Pluies, sols, cultures, eau potable... La sécheresse peut prendre des formes multiples

"Exceptionnelle", "inédite", "préoccupante": la sécheresse que subit la France, suite à l'accumulation d'épisodes de chaleur caniculaire et à un déficit de pluies persistant depuis plusieurs mois, inquiète les autorités.

Mais ses manifestations sont diverses et plus ou moins avancées selon l'indicateur observé. Cela résulte du fait qu'il n'existe pas un mais plusieurs types de sécheresses, qui peuvent parfois se cumuler.

- La sécheresse météorologique

C'est celle dont on parle le plus communément et qui apparait souvent en premier.

Elle se caractérise par un manque de pluies sur une période de plusieurs mois, selon Météo-France. Sa cause: "un temps anticyclonique prolongé qui repousse les perturbations et le temps pluvieux".

Elle peut jouer sur le rechargement des nappes phréatiques notamment lorsqu'elle intervient en automne et en hiver, sur le niveau des cours d'eau ou sur l'humidité des sols.

En France métropolitaine, les précipitations apportent en moyenne 512 milliards de m3 d'eau par an, dont les deux tiers s'évaporent. Les 200 milliards de m3 restants alimentent les eaux de surface et souterraines.

- La sécheresse des sols

Elle est appelée sécheresse édaphique ou sécheresse agricole. Elle se caractérise selon l'institut de recherche français pour l'agriculture, l'alimentation et l'environnement (Inrae) par "un manque d'eau disponible dans le sol pour les plantes, ce qui impacte toute la production végétale et indirectement la production animale".

Elle se traduit par un déficit hydrique en surface et sur un à deux mètres de profondeur.

Cette situation résulte principalement d'un manque de précipitations, mais aussi d'autres facteurs, comme des températures élevées qui favorisent l'évaporation - passage de l'eau des sols de l'état liquide à l'état gazeux notamment sous l'effet de la chaleur - ou l'évapotranspiration - combinaison de l'évaporation et de la transpiration des plantes par les feuilles, les tiges et les fleurs qui dépend à la fois de leur taille et de divers éléments extérieurs comme les températures, l'humidité, le vent.

Cette sécheresse, qui affecte les sols, dépend également de l'état de ces derniers (réserve d'eau utile, capacité d'absorption, porosité).

Ses conséquences sont importantes pour l'agriculture avec une baisse des rendements des cultures - moindre croissance des semis ou des fruits et légumes par exemple -, un manque de fourrages pour nourrir les bêtes et une augmentation des besoins en irrigation, avec à la clé des pertes de chiffres d'affaires couplées à une hausse des charges fixes.

- La sécheresse hydrologique et hydrogéologique

La première correspond à un déficit hydrologique dans les eaux de surface (cours d'eau, lacs et plans d'eau, barrages, réservoirs), la seconde concerne les eaux souterraines et se caractérise notamment par une baisse des niveaux des nappes phréatiques.
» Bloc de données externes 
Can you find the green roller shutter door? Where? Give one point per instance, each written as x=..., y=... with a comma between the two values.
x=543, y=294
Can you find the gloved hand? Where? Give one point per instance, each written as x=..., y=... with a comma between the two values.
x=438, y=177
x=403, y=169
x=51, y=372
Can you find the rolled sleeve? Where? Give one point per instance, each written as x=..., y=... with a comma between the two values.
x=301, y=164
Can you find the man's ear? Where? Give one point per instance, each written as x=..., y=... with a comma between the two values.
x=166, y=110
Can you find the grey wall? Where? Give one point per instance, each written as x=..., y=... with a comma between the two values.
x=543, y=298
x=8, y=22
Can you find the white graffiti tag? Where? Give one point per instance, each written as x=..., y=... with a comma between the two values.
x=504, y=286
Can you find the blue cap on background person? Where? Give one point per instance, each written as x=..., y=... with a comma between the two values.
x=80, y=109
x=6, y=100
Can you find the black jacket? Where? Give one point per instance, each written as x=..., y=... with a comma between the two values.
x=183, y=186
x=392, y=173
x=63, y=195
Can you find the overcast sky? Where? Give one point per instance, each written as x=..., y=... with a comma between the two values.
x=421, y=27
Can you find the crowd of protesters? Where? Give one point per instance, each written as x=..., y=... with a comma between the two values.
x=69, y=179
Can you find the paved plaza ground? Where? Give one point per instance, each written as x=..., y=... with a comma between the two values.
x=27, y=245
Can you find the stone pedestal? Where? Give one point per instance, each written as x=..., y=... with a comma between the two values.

Elle provient de la combinaison de faibles précipitations et de températures élevées, qui favorisent l'évaporation et donc les pertes en eau. D'autres facteurs peuvent influencer son intensité, comme les caractéristiques des sols, leur capacité d'infiltration et de stockage, ou encore les prélèvements pour les activités humaines.

Sa première manifestation est la baisse de débits des cours d'eau, voire leur assèchement.

Les cours d'eau réagissent rapidement aux variations météorologiques car une partie importante de leurs apports provient des écoulements de surface et des sols, qui répondent en quelques jours ou semaines aux déficits de pluie. Leur débit peut donc diminuer rapidement lorsque les précipitations cessent, même si certaines rivières bénéficient encore du soutien des nappes.

Les nappes phréatiques, situées plus en profondeur, ont un temps de réponse hydrologique plus lent, qui dépend aussi de la nature de la roche qui permet à l'eau de s'infiltrer ou de ressortir plus ou moins rapidement. Une nappe très réactive peut réagir en quelques semaines aux pluies, tandis que d'autres plus inertielles peuvent mettre des mois voire des années à évoluer dans un sens ou un autre. Cela explique pourquoi une nappe peut rester à un niveau correct alors que les rivières aux alentours sont mal en point.

Mais dans certaines régions, ces deux sécheresses - des cours d'eau et des nappes - peuvent se cumuler.

Elles affectent directement la ressource en eau, notamment pour la consommation humaine, mais aussi l'irrigation des cultures, l'industrie et les écosystèmes aquatiques.